Stomatopod – DrizzleFizzle

Pirate Alley

Stomatopod – DrizzleFizzleWhilst many bands at certain operational levels come alive for evenings and weekends, it seems as if the members of Chicago power-trio Stomatopod need them more than most outside of their day jobs, to discharge emotionally and recharge electrically.

With this second full-length album from the ensemble – following on from 2022’s sturdy six-song Steve Albini-cut Competing With Hindsight mini-LP – it feels like the post-nine-to-five uncorking is positively explosive.

Put to tape again at the late Albini’s Electrical Audio studio, but with Jon San Paolo at the controls this time around, the ten-track sub-editor-disturbing DrizzleFizzle from the returning threesome of John Huston (vocals / guitar), Sharon Maloy (bass / vocals) and Elliot Dicks (drums) runs hot right from the start, with a pace that rarely slackens throughout.

And what a start it is. With the one-two punch of “Spatchcocked” and “Tiger Rider”, the group’s triangular fusions funnel the ferocity of early Fugazi, the gangly vim of primordial Karate and the emotional adrenaline of Beet-to-Lived To Tell-era Eleventh Dream Day. Such convergence forms the primary template for the record as a whole.

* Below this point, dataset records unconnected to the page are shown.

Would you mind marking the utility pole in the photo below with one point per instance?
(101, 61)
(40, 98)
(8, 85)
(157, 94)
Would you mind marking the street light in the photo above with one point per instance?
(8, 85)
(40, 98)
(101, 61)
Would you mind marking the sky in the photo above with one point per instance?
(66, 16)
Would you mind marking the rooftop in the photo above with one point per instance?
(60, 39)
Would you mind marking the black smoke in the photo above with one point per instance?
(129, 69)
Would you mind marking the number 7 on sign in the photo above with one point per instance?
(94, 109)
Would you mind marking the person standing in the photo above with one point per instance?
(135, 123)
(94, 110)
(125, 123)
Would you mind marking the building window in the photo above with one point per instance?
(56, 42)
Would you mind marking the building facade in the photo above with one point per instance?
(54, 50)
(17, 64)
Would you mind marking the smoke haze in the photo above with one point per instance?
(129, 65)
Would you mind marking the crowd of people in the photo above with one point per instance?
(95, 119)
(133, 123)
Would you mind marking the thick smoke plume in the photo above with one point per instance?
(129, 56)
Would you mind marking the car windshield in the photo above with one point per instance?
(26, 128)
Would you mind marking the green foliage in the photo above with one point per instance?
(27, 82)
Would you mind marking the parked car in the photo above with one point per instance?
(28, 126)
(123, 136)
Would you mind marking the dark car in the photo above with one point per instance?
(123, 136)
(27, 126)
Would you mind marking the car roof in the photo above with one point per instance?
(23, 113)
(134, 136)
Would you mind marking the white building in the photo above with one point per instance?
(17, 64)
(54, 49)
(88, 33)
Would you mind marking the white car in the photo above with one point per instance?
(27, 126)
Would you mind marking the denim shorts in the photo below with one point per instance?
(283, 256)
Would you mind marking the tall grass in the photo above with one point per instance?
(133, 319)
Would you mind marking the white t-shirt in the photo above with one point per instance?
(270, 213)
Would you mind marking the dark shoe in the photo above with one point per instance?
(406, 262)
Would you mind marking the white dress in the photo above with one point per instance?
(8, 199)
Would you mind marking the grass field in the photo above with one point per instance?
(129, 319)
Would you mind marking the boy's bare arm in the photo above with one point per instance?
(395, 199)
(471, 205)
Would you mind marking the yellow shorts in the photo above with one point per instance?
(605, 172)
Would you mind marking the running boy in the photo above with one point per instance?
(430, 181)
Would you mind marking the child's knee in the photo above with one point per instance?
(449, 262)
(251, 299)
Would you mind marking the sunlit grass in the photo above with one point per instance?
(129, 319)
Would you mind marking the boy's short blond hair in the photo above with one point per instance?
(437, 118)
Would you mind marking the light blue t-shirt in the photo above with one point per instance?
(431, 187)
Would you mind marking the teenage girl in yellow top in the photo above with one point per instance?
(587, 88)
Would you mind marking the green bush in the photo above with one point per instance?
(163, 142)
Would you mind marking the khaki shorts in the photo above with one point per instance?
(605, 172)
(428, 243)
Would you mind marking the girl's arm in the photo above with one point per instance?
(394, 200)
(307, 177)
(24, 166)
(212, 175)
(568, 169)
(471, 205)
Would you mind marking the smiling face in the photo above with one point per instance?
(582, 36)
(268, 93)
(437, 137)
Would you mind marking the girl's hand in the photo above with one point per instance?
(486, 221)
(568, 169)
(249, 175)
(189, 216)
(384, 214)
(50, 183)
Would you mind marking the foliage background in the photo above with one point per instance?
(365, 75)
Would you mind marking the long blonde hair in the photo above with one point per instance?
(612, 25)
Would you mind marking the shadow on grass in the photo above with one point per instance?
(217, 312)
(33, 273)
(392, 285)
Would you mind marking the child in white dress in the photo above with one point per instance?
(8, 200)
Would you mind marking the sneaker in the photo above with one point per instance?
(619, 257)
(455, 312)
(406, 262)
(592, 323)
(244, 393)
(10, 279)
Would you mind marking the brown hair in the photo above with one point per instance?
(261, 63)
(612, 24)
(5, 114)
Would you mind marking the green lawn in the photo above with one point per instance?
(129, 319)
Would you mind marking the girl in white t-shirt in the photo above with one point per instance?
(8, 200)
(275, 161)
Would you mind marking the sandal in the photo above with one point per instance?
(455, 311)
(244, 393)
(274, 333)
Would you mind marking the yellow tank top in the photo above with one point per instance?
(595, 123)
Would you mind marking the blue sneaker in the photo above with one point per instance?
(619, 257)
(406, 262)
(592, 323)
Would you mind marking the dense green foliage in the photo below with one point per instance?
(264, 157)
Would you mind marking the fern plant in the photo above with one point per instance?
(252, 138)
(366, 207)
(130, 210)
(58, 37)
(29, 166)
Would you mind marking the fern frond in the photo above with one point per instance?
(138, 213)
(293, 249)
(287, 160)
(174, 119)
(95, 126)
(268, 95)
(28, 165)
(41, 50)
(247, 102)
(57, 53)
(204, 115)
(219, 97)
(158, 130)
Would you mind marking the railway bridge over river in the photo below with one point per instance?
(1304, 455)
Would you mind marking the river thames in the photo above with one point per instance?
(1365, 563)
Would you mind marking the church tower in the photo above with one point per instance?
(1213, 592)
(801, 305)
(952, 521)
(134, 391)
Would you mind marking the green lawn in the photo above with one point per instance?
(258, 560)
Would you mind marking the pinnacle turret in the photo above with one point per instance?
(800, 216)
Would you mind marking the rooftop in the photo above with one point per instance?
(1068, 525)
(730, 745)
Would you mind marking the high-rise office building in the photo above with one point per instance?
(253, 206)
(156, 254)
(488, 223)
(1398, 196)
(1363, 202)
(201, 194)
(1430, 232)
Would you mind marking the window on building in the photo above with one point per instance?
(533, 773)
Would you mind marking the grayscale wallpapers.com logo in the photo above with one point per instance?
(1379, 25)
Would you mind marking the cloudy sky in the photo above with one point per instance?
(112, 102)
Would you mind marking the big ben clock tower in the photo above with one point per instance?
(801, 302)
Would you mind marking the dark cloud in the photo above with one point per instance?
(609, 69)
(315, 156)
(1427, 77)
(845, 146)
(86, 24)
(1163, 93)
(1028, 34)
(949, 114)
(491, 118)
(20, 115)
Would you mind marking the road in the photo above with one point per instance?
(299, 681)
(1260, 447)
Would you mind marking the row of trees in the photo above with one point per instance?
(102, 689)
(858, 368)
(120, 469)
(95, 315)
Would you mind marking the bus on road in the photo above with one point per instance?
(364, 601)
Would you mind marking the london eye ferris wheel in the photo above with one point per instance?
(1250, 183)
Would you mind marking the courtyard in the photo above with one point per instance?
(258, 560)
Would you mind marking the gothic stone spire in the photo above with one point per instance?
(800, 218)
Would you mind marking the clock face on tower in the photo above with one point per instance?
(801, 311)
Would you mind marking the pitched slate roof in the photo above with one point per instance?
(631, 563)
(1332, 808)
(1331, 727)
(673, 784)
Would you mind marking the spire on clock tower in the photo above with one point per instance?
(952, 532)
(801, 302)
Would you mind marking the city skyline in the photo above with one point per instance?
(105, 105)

This leads to further highlights through the vintage quiet / loud dynamics within “Sweet Dreams”; the call-and-response vocal buoyancy of “Beige” and “Someone Else’s Enemies”; the yearning strung-out passages of “Ocean Slider”; the guitar vs. drums duelling of the title track; and the heavy effects-drenched sprawling that dominates the closing “Backwards To Infinity”.

Although, arguably, DrizzleFizzle could do with a bit of extra internal space and some great sonic variety to give some of the songs more room to breathe, its infectiously rousing energy and compellingly churning wordplay does make it a reliably handy tool for loudly blowing away the mental cobwebs at the end of a hard-working week.